Wang Rui, Lagakos Stephen W
Department of Biostatistics, Harvard School of Public Health, Boston, MA 02115, USA.
Can J Stat. 2009 Dec 1;37(4):625-644. doi: 10.1002/cjs.10039.
When confronted with multiple covariates and a response variable, analysts sometimes apply a variable-selection algorithm to the covariate-response data to identify a subset of covariates potentially associated with the response, and then wish to make inferences about parameters in a model for the marginal association between the selected covariates and the response.
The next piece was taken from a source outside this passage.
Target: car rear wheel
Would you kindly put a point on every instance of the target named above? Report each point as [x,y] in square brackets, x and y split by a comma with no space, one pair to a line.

If an independent data set were available, the parameters of interest could be estimated by using standard inference methods to fit the postulated marginal model to the independent data set. However, when applied to the same data set used by the variable selector, standard ("naive") methods can lead to distorted inferences. The authors develop testing and interval estimation methods for parameters reflecting the marginal association between the selected covariates and response variable, based on the same data set used for variable selection. They provide theoretical justification for the proposed methods, present results to guide their implementation, and use simulations to assess and compare their performance to a sample-splitting approach. The methods are illustrated with data from a recent AIDS study.
当面对多个协变量和一个响应变量时,分析人员有时会对协变量 - 响应数据应用变量选择算法,以识别可能与响应相关的协变量子集,然后希望对所选协变量与响应之间的边际关联模型中的参数进行推断。如果有一个独立的数据集,感兴趣的参数可以通过使用标准推断方法将假定的边际模型拟合到独立数据集来估计。然而,当应用于变量选择器所使用的同一数据集时,标准(“朴素”)方法可能会导致扭曲的推断。作者基于用于变量选择的同一数据集,开发了用于反映所选协变量与响应变量之间边际关联的参数的检验和区间估计方法。他们为所提出的方法提供了理论依据,给出了指导其实施的结果,并使用模拟来评估和比较它们与样本分割方法的性能。这些方法通过最近一项艾滋病研究的数据进行了说明。